Eg. The Soundview section of Bx. ( I think it's Dis 81): Teachout lost 89-9, Ok. But what was the *turnout* there --- relative to UWS, or Park Slope, for instance? ( I'm going to make a seat of my pants guess: fractional; statistically insignificant.) Can one generalize: Cuomo overwhelmed among people of color but those districts' turnout was dwarfed by the districts where Teachout was strong? And if so... how did Quid Pro manage 68% in the city?

Riverdale-Kingsbridge: White, middle class ( by Kos' own definition) Jewish: Teachout got wiped-out. But why? Since when do the voting patterns white middle-class Jews follow the voting patterns of Soundview and not UWS, Park Slope or Greenwhich Village? Two non-Jews ( I'm going to guess... without having the slightest idea.... that Teachout's not Jewish) running. Why Cuomo "overwhelmingly" ?
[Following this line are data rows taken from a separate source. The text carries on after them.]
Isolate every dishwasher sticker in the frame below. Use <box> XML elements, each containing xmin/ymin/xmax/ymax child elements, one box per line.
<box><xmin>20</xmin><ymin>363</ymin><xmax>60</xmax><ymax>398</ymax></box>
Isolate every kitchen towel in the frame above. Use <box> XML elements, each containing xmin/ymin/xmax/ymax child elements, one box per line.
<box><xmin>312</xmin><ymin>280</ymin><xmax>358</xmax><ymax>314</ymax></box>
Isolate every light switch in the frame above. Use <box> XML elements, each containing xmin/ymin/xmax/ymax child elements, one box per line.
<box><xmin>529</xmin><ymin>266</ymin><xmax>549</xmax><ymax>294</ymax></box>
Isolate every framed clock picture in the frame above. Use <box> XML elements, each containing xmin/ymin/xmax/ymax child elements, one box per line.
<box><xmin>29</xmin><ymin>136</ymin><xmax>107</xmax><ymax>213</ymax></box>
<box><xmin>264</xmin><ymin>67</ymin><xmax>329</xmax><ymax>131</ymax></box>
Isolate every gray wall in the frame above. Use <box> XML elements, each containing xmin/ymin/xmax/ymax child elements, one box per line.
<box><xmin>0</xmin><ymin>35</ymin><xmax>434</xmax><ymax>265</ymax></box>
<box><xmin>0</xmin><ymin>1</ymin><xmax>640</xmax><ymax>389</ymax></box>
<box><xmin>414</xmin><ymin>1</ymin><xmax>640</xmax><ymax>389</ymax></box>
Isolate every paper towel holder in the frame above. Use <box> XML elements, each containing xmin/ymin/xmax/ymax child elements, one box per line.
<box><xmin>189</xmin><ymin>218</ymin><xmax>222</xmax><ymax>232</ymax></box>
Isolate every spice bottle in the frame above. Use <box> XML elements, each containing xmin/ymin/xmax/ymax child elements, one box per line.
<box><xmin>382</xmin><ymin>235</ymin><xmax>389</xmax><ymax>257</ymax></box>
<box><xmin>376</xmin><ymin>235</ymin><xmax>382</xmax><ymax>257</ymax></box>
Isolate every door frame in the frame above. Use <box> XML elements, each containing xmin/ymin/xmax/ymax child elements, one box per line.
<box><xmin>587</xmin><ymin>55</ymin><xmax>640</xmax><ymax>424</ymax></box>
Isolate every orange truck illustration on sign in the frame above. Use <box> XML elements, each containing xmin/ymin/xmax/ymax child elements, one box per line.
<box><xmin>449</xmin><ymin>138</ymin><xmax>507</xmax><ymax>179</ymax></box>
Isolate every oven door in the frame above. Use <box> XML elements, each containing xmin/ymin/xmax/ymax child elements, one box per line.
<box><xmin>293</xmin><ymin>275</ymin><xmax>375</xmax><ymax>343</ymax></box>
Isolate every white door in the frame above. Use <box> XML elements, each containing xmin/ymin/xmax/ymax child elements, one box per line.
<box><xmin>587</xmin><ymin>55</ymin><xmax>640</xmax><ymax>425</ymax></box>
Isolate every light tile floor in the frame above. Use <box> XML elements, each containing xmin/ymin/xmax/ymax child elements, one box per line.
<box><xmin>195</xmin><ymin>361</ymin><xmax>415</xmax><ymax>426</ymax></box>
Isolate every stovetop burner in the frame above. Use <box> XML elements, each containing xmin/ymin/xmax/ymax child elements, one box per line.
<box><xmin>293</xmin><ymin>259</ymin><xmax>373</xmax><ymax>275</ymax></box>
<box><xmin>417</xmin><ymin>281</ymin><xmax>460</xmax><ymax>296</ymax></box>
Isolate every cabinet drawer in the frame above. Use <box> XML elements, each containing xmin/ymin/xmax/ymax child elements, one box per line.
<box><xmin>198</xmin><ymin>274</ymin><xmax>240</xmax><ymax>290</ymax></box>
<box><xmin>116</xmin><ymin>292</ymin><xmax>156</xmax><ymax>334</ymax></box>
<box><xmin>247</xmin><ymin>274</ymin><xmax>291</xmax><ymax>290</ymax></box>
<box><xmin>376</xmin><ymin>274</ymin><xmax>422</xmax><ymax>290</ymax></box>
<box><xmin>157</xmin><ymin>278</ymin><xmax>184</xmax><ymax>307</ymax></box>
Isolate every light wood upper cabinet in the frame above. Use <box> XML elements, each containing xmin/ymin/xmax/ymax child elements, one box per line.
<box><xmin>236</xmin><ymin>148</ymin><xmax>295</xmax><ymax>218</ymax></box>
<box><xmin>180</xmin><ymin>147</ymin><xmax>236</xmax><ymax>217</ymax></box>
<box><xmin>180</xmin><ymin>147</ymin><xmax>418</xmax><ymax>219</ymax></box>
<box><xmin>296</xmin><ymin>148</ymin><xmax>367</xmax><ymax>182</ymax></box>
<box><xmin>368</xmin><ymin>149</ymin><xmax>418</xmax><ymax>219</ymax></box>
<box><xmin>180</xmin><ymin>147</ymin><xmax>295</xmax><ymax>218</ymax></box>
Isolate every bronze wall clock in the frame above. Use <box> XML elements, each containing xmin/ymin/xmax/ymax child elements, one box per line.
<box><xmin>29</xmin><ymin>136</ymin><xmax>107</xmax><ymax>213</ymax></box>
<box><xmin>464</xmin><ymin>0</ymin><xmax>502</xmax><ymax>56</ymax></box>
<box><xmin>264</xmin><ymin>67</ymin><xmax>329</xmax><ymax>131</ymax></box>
Still not quite adding up for me. And I really don't get the Teachout sweep of virtually all rural ( non suburban) counties. Is she pro-gun ? Is she a hunter? One doubts it. Is it fracking? That at least would make a little sense. But would she win virtually EVERYWHERE north of Putnam County just on that account?

I wish there was a way to run elections that did not require involvement of the very politicians that have a vital stake in the results.
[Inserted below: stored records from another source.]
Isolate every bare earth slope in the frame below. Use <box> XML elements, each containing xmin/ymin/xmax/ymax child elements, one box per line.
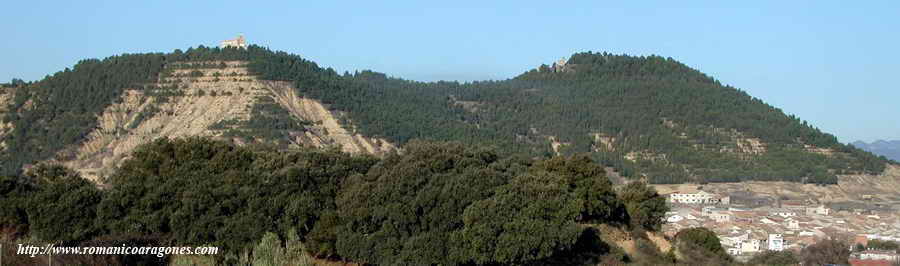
<box><xmin>57</xmin><ymin>61</ymin><xmax>395</xmax><ymax>181</ymax></box>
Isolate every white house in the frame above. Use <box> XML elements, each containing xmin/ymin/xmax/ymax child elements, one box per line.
<box><xmin>666</xmin><ymin>214</ymin><xmax>684</xmax><ymax>223</ymax></box>
<box><xmin>766</xmin><ymin>234</ymin><xmax>785</xmax><ymax>251</ymax></box>
<box><xmin>219</xmin><ymin>35</ymin><xmax>247</xmax><ymax>49</ymax></box>
<box><xmin>784</xmin><ymin>218</ymin><xmax>800</xmax><ymax>229</ymax></box>
<box><xmin>806</xmin><ymin>205</ymin><xmax>831</xmax><ymax>215</ymax></box>
<box><xmin>709</xmin><ymin>212</ymin><xmax>734</xmax><ymax>223</ymax></box>
<box><xmin>669</xmin><ymin>190</ymin><xmax>731</xmax><ymax>204</ymax></box>
<box><xmin>741</xmin><ymin>239</ymin><xmax>762</xmax><ymax>253</ymax></box>
<box><xmin>769</xmin><ymin>209</ymin><xmax>797</xmax><ymax>218</ymax></box>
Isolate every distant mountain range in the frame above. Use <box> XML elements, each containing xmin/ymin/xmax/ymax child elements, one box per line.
<box><xmin>850</xmin><ymin>140</ymin><xmax>900</xmax><ymax>161</ymax></box>
<box><xmin>0</xmin><ymin>45</ymin><xmax>896</xmax><ymax>184</ymax></box>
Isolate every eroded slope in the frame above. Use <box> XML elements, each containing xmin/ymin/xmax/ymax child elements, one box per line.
<box><xmin>57</xmin><ymin>61</ymin><xmax>394</xmax><ymax>180</ymax></box>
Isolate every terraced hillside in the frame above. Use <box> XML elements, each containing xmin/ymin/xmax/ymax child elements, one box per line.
<box><xmin>0</xmin><ymin>46</ymin><xmax>890</xmax><ymax>184</ymax></box>
<box><xmin>57</xmin><ymin>61</ymin><xmax>394</xmax><ymax>179</ymax></box>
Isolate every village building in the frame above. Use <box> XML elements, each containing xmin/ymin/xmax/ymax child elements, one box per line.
<box><xmin>806</xmin><ymin>205</ymin><xmax>831</xmax><ymax>216</ymax></box>
<box><xmin>669</xmin><ymin>190</ymin><xmax>731</xmax><ymax>204</ymax></box>
<box><xmin>766</xmin><ymin>234</ymin><xmax>785</xmax><ymax>251</ymax></box>
<box><xmin>741</xmin><ymin>239</ymin><xmax>762</xmax><ymax>253</ymax></box>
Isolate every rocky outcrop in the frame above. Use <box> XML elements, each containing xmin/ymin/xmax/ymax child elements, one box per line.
<box><xmin>57</xmin><ymin>61</ymin><xmax>396</xmax><ymax>182</ymax></box>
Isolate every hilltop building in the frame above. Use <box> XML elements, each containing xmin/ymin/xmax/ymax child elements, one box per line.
<box><xmin>219</xmin><ymin>34</ymin><xmax>247</xmax><ymax>49</ymax></box>
<box><xmin>553</xmin><ymin>57</ymin><xmax>568</xmax><ymax>72</ymax></box>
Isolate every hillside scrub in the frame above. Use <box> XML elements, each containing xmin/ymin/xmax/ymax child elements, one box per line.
<box><xmin>0</xmin><ymin>46</ymin><xmax>888</xmax><ymax>184</ymax></box>
<box><xmin>0</xmin><ymin>137</ymin><xmax>665</xmax><ymax>265</ymax></box>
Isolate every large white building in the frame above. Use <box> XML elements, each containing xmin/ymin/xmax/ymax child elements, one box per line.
<box><xmin>219</xmin><ymin>35</ymin><xmax>247</xmax><ymax>49</ymax></box>
<box><xmin>741</xmin><ymin>239</ymin><xmax>762</xmax><ymax>253</ymax></box>
<box><xmin>669</xmin><ymin>191</ymin><xmax>731</xmax><ymax>204</ymax></box>
<box><xmin>766</xmin><ymin>234</ymin><xmax>784</xmax><ymax>251</ymax></box>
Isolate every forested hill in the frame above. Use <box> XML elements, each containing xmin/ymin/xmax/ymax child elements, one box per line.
<box><xmin>0</xmin><ymin>46</ymin><xmax>888</xmax><ymax>183</ymax></box>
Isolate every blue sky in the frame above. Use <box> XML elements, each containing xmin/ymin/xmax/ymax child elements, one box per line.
<box><xmin>0</xmin><ymin>0</ymin><xmax>900</xmax><ymax>142</ymax></box>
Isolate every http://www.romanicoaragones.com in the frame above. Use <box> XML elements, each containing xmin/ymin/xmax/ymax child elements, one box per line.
<box><xmin>16</xmin><ymin>244</ymin><xmax>219</xmax><ymax>257</ymax></box>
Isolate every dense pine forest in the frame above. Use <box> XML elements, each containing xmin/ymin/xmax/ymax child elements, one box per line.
<box><xmin>0</xmin><ymin>46</ymin><xmax>889</xmax><ymax>184</ymax></box>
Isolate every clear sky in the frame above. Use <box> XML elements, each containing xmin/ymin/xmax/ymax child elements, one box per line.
<box><xmin>0</xmin><ymin>0</ymin><xmax>900</xmax><ymax>142</ymax></box>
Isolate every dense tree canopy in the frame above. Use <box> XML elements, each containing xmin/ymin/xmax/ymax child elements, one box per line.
<box><xmin>0</xmin><ymin>46</ymin><xmax>888</xmax><ymax>184</ymax></box>
<box><xmin>0</xmin><ymin>137</ymin><xmax>666</xmax><ymax>265</ymax></box>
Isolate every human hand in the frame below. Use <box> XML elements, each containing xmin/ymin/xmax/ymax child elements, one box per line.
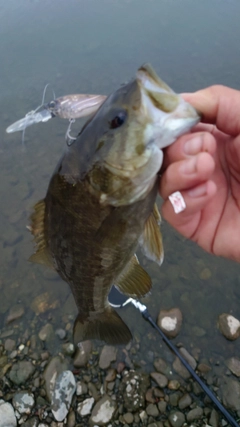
<box><xmin>159</xmin><ymin>86</ymin><xmax>240</xmax><ymax>261</ymax></box>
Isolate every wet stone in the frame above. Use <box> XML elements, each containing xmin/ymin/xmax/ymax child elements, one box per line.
<box><xmin>187</xmin><ymin>406</ymin><xmax>203</xmax><ymax>422</ymax></box>
<box><xmin>51</xmin><ymin>371</ymin><xmax>76</xmax><ymax>421</ymax></box>
<box><xmin>90</xmin><ymin>395</ymin><xmax>117</xmax><ymax>426</ymax></box>
<box><xmin>6</xmin><ymin>304</ymin><xmax>24</xmax><ymax>325</ymax></box>
<box><xmin>9</xmin><ymin>360</ymin><xmax>35</xmax><ymax>385</ymax></box>
<box><xmin>178</xmin><ymin>393</ymin><xmax>192</xmax><ymax>410</ymax></box>
<box><xmin>0</xmin><ymin>399</ymin><xmax>17</xmax><ymax>427</ymax></box>
<box><xmin>43</xmin><ymin>356</ymin><xmax>67</xmax><ymax>401</ymax></box>
<box><xmin>99</xmin><ymin>345</ymin><xmax>117</xmax><ymax>369</ymax></box>
<box><xmin>151</xmin><ymin>372</ymin><xmax>168</xmax><ymax>388</ymax></box>
<box><xmin>168</xmin><ymin>411</ymin><xmax>185</xmax><ymax>427</ymax></box>
<box><xmin>38</xmin><ymin>323</ymin><xmax>54</xmax><ymax>342</ymax></box>
<box><xmin>4</xmin><ymin>338</ymin><xmax>16</xmax><ymax>351</ymax></box>
<box><xmin>218</xmin><ymin>313</ymin><xmax>240</xmax><ymax>340</ymax></box>
<box><xmin>226</xmin><ymin>357</ymin><xmax>240</xmax><ymax>377</ymax></box>
<box><xmin>119</xmin><ymin>371</ymin><xmax>150</xmax><ymax>412</ymax></box>
<box><xmin>73</xmin><ymin>341</ymin><xmax>92</xmax><ymax>368</ymax></box>
<box><xmin>77</xmin><ymin>397</ymin><xmax>94</xmax><ymax>417</ymax></box>
<box><xmin>157</xmin><ymin>308</ymin><xmax>182</xmax><ymax>338</ymax></box>
<box><xmin>12</xmin><ymin>391</ymin><xmax>35</xmax><ymax>414</ymax></box>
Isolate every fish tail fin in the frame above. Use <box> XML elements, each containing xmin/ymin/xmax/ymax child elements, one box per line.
<box><xmin>73</xmin><ymin>306</ymin><xmax>132</xmax><ymax>345</ymax></box>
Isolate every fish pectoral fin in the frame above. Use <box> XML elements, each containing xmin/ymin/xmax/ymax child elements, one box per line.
<box><xmin>28</xmin><ymin>200</ymin><xmax>55</xmax><ymax>269</ymax></box>
<box><xmin>114</xmin><ymin>255</ymin><xmax>152</xmax><ymax>298</ymax></box>
<box><xmin>139</xmin><ymin>203</ymin><xmax>164</xmax><ymax>265</ymax></box>
<box><xmin>73</xmin><ymin>306</ymin><xmax>132</xmax><ymax>345</ymax></box>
Remember we're talking about NEW YORK STATE here.

adirondacker

(2,921 posts)
8. Syracuse and the vacinity are close, as is Suffolk County.
Thu Sep 11, 2014, 11:07 PM
Sep 2014

Not to oversimplify, but I'm betting on education as a big, if not the largest factor. Name recognition goes to the incumbent.
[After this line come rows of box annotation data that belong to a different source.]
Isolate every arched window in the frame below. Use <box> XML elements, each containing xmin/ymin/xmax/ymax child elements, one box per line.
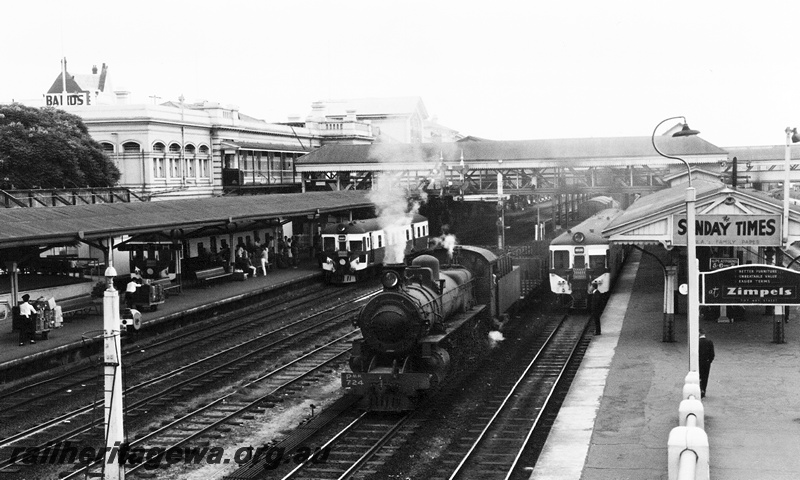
<box><xmin>122</xmin><ymin>142</ymin><xmax>141</xmax><ymax>153</ymax></box>
<box><xmin>183</xmin><ymin>144</ymin><xmax>195</xmax><ymax>178</ymax></box>
<box><xmin>153</xmin><ymin>142</ymin><xmax>167</xmax><ymax>178</ymax></box>
<box><xmin>197</xmin><ymin>145</ymin><xmax>210</xmax><ymax>178</ymax></box>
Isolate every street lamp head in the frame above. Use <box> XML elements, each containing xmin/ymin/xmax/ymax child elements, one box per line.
<box><xmin>650</xmin><ymin>117</ymin><xmax>700</xmax><ymax>188</ymax></box>
<box><xmin>672</xmin><ymin>120</ymin><xmax>700</xmax><ymax>137</ymax></box>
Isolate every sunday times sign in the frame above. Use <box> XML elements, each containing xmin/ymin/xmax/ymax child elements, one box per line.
<box><xmin>672</xmin><ymin>215</ymin><xmax>781</xmax><ymax>247</ymax></box>
<box><xmin>700</xmin><ymin>265</ymin><xmax>800</xmax><ymax>305</ymax></box>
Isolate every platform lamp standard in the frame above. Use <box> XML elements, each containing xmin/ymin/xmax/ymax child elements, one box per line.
<box><xmin>103</xmin><ymin>262</ymin><xmax>125</xmax><ymax>480</ymax></box>
<box><xmin>650</xmin><ymin>117</ymin><xmax>700</xmax><ymax>376</ymax></box>
<box><xmin>772</xmin><ymin>127</ymin><xmax>800</xmax><ymax>343</ymax></box>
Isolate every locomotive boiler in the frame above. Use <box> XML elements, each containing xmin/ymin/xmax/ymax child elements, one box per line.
<box><xmin>342</xmin><ymin>247</ymin><xmax>496</xmax><ymax>411</ymax></box>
I like your question though and agree that it does need to be analyzed further.

 

Jim Lane

(11,175 posts)
11. Upstate, Teachout benefited from a strong anti-fracking vote
Fri Sep 12, 2014, 04:35 AM
Sep 2014

There are people in New York City who are against fracking but none whose land or aquifer actually might get fracked.

Also, I suspect that Cuomo's dissolution of the Moreland Commission was something that the more committed and partisan Democrats in NYC were willing to forgive, but the upstaters were more upset at this undermining of an anti-corruption effort.



 

Smarmie Doofus

(14,498 posts)
12. Good point re. fracking. It's bad-mouthed down here. But....
Fri Sep 12, 2014, 08:55 AM
Sep 2014

.... it's at the same time an abstraction. Upstaters can't afford that luxury.

I hope what you say about upstaters and the Moreland Commission is true. Lack of interest in the topic down here is downright scary.

No wonder we have the kind of gov't we have.

Jeeeeeeeeeeeeeez-uz.

And we call it "'civilization."

 

PeoViejo

(2,178 posts)
13. The Petite Bourgoisie loves the Status Quo
Fri Sep 12, 2014, 10:36 AM
Sep 2014

Last edited Fri Sep 12, 2014, 01:40 PM - Edit history (1)

I call it: Unenlightened Self-Interest.